Контрольные отпечатки — страница 20 из 34

книги готовы спрятаться друг за друга. – Ага, Лихачев. Кстати, на вашем дне рождения я понял, почему Виктора прозвали Цицероном. Действительно: вошел и говорит, говорит, размахивает книжечкой Лихачева. Этот Лихачев после смерти Бахтина тоже говорит не переставая, интервью во всех газетах, страшно много глупостей… А вот вам от меня подарок – самый лучший сборник Пастернака. Лучший, потому что маленький. Вы, кстати, знаете, что я с вами в ссоре? Не знаете? Никто не знает, даже не догадывается.

Он позвонил днем, сказал, что заедет ненадолго для важного разговора и чтобы я встретил его у подъезда. По пути от такси до лифта сообщил, что ушибся и теперь у него в глазу что-то вроде бельма, но об этом не надо спрашивать и даже смотреть не надо. Я все-таки посмотрел. По виду простое кровоизлияние.

– Есть старинный анекдот о том, как слепнущий Джойс диктует своему секретарю, будущему нобелевскому лауреату, и вдруг спрашивает: «Там, за углом, пряники продавались, ты себе купил?» Тот записывает. «Записал, дальше». – «Да нет, я спрашиваю: ты себе пряники купил?» – «Записал, дальше». – «Да я… А-а, черт, пусть так и останется». Джойс довольно поздно прочел «Алису в Зазеркалье»: ого, оказывается, то, что он делает, уже сделано, может, даже лучше. Там нет ни одного слова, которое не было бы перекорежено и обыграно двадцать раз. И это было бы весело… Но это не весело. Читать тяжело, чтения вслух хватает на полчаса, не больше. Больше не выдерживает слушатель. Две-три странички. Но это новый, совершенно новый язык… Как они работают? Я говорю сейчас не о Джойсе и Беккете, а об остальных. Они наговаривают. Или стучат на машинке по пять-шесть страниц в день. И если стучать так несколько недель, то что-то начинает возвращаться и проясняться. Но по пять страниц в день я мог выстукивать только в шестьдесят втором году. А теперь страничку-две, да и то через день. Это очень хорошее терапевтическое средство. Но как-то все идет… как в колодец. И в ответ ни звука. И тут приходит в голову то, против чего я боролся всю жизнь: что шедевр становится шедевром только тогда, когда его признают шедевром. Нет! Шедевр существует сам по себе! Но когда ты не знаешь, кому всунуть очередную сотню страниц…

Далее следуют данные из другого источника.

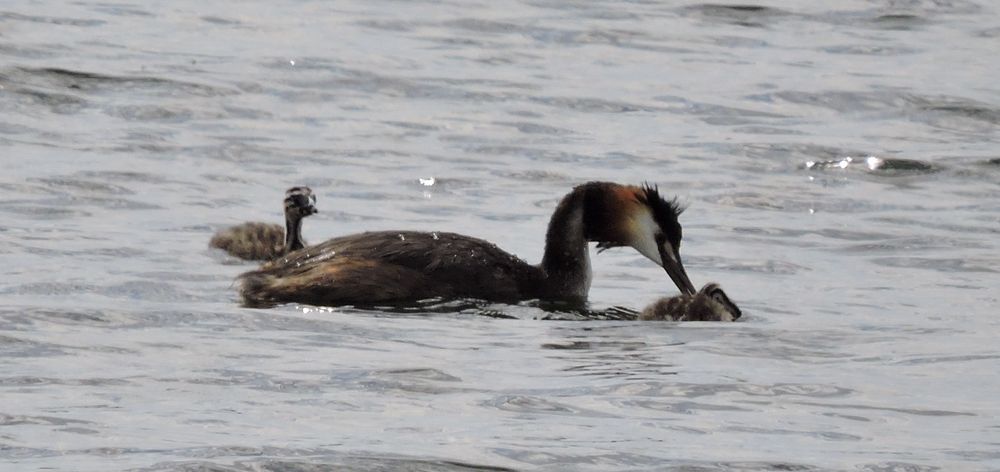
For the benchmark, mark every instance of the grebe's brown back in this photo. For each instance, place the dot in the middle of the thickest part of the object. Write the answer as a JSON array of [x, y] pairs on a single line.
[[709, 304], [408, 266], [265, 241]]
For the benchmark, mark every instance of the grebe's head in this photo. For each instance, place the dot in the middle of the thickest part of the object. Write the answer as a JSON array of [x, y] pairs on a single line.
[[714, 291], [300, 202], [639, 217]]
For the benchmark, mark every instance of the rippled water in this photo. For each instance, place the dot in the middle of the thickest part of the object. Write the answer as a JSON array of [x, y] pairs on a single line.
[[839, 160]]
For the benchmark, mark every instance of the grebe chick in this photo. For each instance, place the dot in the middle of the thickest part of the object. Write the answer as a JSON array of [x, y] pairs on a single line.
[[264, 241], [400, 267], [709, 304]]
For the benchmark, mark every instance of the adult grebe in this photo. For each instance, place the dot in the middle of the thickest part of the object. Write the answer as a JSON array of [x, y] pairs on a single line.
[[408, 266], [265, 241], [709, 304]]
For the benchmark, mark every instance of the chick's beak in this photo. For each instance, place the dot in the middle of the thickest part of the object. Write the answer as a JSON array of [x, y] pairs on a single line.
[[675, 269]]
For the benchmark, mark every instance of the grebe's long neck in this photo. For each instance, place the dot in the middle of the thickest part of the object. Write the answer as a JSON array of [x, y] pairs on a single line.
[[566, 262], [293, 232]]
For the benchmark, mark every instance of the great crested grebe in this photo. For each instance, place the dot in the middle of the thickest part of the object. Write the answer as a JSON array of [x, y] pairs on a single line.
[[265, 241], [709, 304], [409, 266]]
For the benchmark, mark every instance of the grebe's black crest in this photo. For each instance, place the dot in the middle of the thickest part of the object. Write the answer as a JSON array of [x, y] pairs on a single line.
[[265, 241], [400, 267], [709, 304], [665, 212]]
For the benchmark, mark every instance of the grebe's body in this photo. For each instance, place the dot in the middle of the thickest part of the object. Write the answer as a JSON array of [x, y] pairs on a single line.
[[709, 304], [265, 241], [389, 267]]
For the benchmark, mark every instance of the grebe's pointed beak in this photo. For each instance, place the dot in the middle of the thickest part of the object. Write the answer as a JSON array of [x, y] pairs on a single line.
[[675, 269]]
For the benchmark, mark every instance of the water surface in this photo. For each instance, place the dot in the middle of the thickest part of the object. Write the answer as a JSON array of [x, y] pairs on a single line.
[[838, 160]]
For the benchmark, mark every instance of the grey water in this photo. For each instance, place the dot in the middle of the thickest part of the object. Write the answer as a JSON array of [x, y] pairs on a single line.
[[839, 162]]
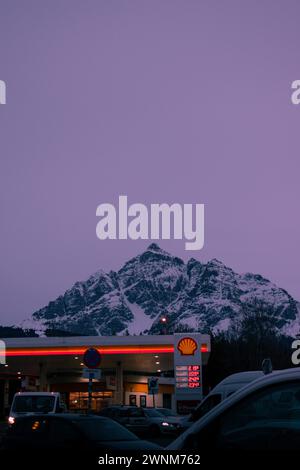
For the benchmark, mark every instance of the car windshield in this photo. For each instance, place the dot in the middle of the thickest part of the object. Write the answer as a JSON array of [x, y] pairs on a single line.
[[105, 430], [153, 413], [33, 404], [166, 412]]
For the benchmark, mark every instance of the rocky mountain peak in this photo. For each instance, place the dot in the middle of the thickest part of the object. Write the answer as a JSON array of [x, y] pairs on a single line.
[[207, 297]]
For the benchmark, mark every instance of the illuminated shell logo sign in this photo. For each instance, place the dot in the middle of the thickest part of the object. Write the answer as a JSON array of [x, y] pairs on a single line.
[[187, 346]]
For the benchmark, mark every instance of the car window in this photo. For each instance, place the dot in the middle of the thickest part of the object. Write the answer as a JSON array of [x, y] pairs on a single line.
[[37, 404], [62, 430], [269, 419], [153, 413], [167, 412], [36, 427], [208, 404], [122, 413], [105, 430], [136, 413]]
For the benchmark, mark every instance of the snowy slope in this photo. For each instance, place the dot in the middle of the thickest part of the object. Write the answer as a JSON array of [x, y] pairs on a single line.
[[209, 297]]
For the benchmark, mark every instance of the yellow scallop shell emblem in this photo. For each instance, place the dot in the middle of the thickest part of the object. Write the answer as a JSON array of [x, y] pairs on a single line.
[[187, 346]]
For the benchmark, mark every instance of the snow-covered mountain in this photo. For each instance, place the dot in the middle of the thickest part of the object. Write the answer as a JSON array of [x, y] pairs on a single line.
[[193, 296]]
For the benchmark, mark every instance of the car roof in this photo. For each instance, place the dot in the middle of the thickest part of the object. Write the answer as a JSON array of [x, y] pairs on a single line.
[[69, 416], [239, 377], [276, 377], [47, 394]]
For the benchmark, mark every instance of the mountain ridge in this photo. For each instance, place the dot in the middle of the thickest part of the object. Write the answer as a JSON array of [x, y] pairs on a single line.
[[194, 296]]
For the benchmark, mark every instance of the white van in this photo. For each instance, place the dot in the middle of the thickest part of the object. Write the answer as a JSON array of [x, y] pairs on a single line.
[[220, 392], [30, 403]]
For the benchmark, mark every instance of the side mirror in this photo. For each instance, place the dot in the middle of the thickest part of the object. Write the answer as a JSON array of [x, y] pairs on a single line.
[[191, 442]]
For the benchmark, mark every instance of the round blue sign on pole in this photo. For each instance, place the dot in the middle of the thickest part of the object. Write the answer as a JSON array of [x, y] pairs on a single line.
[[92, 358]]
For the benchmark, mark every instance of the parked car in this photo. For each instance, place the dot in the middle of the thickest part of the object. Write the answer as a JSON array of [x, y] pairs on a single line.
[[142, 420], [29, 403], [71, 431], [168, 412], [220, 392], [263, 415]]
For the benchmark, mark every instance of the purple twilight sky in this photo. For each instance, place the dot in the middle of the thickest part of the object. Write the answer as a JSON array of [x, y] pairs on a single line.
[[162, 100]]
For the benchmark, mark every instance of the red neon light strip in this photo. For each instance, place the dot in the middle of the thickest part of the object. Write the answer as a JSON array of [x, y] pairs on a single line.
[[104, 351], [79, 351]]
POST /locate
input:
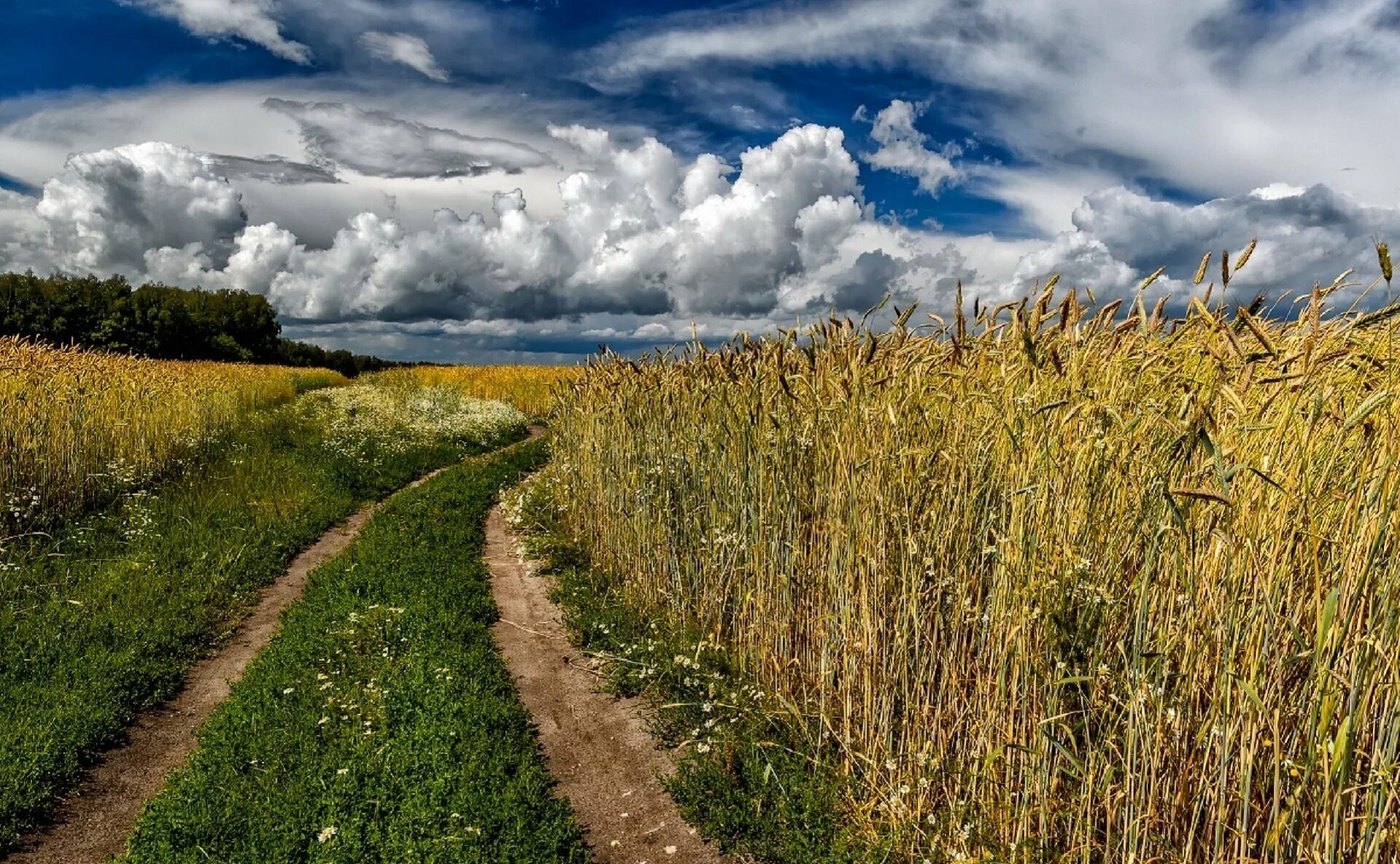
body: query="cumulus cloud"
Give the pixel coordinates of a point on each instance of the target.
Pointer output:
(643, 233)
(380, 144)
(648, 243)
(251, 20)
(406, 50)
(1213, 96)
(106, 209)
(905, 150)
(1305, 236)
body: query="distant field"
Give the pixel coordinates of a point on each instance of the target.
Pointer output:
(535, 389)
(1062, 583)
(120, 582)
(79, 426)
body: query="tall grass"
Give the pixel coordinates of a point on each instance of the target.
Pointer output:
(1057, 583)
(529, 388)
(76, 426)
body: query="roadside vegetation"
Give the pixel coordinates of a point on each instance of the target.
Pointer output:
(1063, 582)
(534, 389)
(101, 614)
(77, 427)
(745, 776)
(380, 724)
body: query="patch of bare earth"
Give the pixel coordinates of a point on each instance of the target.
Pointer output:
(96, 820)
(595, 745)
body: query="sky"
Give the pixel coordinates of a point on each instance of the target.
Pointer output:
(516, 181)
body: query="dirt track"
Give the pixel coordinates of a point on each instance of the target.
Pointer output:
(96, 820)
(596, 747)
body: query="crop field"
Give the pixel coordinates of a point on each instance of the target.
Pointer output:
(1056, 582)
(80, 426)
(531, 388)
(231, 474)
(1059, 583)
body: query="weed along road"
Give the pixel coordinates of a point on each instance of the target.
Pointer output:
(595, 745)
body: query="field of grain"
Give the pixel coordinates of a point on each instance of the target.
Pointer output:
(531, 388)
(1059, 583)
(83, 424)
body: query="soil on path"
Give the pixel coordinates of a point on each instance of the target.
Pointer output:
(96, 820)
(595, 745)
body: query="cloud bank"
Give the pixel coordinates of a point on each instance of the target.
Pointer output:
(646, 241)
(380, 144)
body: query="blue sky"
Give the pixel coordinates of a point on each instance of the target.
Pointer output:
(762, 161)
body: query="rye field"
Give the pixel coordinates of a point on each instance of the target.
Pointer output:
(1057, 580)
(1059, 583)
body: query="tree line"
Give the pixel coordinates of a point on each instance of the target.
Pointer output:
(160, 321)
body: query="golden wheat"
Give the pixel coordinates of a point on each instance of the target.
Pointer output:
(1053, 584)
(77, 424)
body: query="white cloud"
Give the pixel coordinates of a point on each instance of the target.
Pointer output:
(648, 243)
(1211, 96)
(905, 150)
(381, 144)
(251, 20)
(106, 209)
(406, 50)
(1305, 236)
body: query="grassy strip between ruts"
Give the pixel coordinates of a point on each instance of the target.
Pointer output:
(380, 724)
(750, 776)
(104, 618)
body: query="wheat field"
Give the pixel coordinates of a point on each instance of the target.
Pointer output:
(531, 388)
(1060, 583)
(82, 424)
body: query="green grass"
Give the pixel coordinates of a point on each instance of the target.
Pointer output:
(380, 724)
(751, 775)
(103, 618)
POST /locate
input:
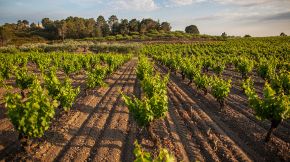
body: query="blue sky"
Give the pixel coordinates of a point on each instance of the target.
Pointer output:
(235, 17)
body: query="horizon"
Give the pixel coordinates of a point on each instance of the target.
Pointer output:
(212, 17)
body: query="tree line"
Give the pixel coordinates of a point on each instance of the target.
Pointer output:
(78, 28)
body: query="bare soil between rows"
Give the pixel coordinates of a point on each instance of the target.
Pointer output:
(100, 128)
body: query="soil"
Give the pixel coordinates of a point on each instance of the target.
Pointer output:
(99, 127)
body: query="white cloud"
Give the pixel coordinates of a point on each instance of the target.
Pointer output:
(183, 2)
(137, 5)
(243, 2)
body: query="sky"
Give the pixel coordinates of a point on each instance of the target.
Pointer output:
(235, 17)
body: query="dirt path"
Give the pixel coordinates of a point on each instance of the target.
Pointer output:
(246, 134)
(96, 127)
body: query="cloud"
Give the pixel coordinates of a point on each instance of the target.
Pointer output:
(243, 2)
(279, 16)
(172, 3)
(136, 5)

Тут зазвонил телефон. Договорив, я пошел обратно в кухню, неся заготовленную фразу так, чтобы ее уже нельзя было сбить или проглотить: «Вы считаете, что это не находит никакого отклика?»

– Считаю.

– Но как же? Но… Но хотя бы Иван, переписывающий ваши тексты подряд в свою тетрадку?

– Подряд? Так это еще хуже! Это новелла Гаршина «Красный цветок». Человек с манией величия безнадежен, но еще безнадежней, куда более безнадежен тот, кто верит в чужую манию величия. Вот Зиник не прижился у Айхенвальдов, его там не приняли. А почему? Говорят: «надоела маниакальность!» Нам не нужны те, кто верит в чужую манию, нам нужны те, кто верит в наше величие. А что, кстати, его последнее письмо (вы мне показывали)? Что вы ему ответили?

– А что на это можно ответить? Пишу о своем.

– Да-а. Только это и остается – писать о своем. А как вы отвечаете? Письмом на письмо?

– Нет, в своем ритме.

– У него там в кусках и цитатах достаточное количество чтения. На всю жизнь хватит. Но это даже неважно, потому что он сразу сделал главный вывод.

Павел Павлович втянул щеки, словно зажав себе рот, и полминуты молчал, не решаясь так сразу выдать тайну.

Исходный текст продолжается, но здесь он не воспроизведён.